For those guys who are always worried or concerned about the future and feel depressed about the past, I highly recommended you to read the Chapter 2 of the book How to Stop Worrying and Start Living. There are some quotes I marked down from Dale Carnegie's book that I wanna to share with you.
'I want you to think of your life as an hourglass. You know there are thoudsands of grains of sand in the top of the hourglass; and they all pass slowly and evenly through the narrow neck in the middle. Nothing you or I could do would make more than one grain of sand pass through this narrow neck without impairing the hourglass. You and I and everyone else are like the hourglass.

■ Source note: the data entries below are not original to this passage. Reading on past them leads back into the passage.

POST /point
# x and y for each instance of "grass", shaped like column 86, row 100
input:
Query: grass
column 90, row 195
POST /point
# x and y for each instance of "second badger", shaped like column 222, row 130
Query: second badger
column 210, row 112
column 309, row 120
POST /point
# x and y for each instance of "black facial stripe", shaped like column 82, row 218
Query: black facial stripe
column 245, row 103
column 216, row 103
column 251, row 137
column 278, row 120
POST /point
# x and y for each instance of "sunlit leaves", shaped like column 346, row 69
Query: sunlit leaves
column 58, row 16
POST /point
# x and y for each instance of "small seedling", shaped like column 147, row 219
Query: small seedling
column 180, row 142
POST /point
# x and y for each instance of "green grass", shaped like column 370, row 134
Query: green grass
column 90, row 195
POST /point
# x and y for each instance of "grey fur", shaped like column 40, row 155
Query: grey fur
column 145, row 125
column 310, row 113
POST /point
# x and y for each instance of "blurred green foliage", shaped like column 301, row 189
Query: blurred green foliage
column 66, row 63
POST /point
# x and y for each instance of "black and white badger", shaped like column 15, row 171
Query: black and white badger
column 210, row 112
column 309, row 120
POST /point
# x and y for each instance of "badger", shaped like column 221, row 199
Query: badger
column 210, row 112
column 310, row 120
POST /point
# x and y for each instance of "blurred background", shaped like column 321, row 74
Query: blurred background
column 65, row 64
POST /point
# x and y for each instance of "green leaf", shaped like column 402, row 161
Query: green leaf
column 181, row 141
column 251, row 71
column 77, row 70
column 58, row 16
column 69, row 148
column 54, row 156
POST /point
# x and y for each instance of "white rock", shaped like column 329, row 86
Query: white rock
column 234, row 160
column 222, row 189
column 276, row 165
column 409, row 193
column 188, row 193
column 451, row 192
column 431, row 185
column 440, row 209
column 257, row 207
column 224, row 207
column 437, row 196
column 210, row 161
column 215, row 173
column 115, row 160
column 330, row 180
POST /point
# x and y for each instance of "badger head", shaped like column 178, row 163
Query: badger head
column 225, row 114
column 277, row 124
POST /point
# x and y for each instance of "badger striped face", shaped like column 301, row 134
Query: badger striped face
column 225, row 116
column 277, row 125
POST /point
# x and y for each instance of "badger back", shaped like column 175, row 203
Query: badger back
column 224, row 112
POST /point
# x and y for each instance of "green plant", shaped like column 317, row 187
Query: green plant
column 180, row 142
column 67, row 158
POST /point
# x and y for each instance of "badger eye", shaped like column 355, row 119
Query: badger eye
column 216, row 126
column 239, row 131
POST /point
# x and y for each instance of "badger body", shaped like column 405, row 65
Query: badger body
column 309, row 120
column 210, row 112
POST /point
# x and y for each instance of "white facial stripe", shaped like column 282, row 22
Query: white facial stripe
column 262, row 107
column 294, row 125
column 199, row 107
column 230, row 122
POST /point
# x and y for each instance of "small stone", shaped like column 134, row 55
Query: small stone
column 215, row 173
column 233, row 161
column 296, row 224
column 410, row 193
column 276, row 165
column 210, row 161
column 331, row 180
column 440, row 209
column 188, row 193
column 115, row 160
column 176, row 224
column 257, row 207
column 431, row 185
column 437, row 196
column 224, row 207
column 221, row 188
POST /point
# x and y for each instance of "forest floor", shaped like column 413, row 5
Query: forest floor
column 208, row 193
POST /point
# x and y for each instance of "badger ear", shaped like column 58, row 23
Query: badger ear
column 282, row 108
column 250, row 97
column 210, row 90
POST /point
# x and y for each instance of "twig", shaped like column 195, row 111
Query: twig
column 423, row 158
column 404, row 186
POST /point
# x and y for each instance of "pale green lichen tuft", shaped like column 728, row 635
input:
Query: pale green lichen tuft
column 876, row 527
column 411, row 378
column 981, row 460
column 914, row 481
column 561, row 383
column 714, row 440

When we start in the morning, there are hundreds of tasks which we feel that we must accomplish that day, but if we do not take them one at a time and let them pass through the day slowly and evenly, as do the grains of sand passing through the narrow neck of the hourglass, then we are bound to break our own physical or mental structure.'
'One grain of sand at a time. One task at a time. Have no anxiety about the morrow.'
'The best possible way you can prepare for tomorrow is to concentrate with all your intelligence, all your enthusiasm, on doing today's work superbly today.'
'During the Second War War, our military leaders planned for the morrow, but they could not afford to have any anxiety."I have supplied the best men with the best equipment we have," said Admiral Ernest J. King, who directed the United States Navy, "and have given them what seems to be the wisest mission That is all I can do. "If a ship has been sunk," Admiral King went on, " I can't bring it up. If it is going to be sunk, I can't stop it. I can use my time much better working on tomorrow's problem than by fretting about yesterday's. Besides, If I let those things get me, I would not last long."
The chief difference between good thinking and bad thinnking is this: good thinking deals with causes and effects and leads to logical constructive planning; bad thinking frequently leads to tension and nervous breakdowns.
Keep thou your feet: I do not ask to see the distant scene; one step enough for me.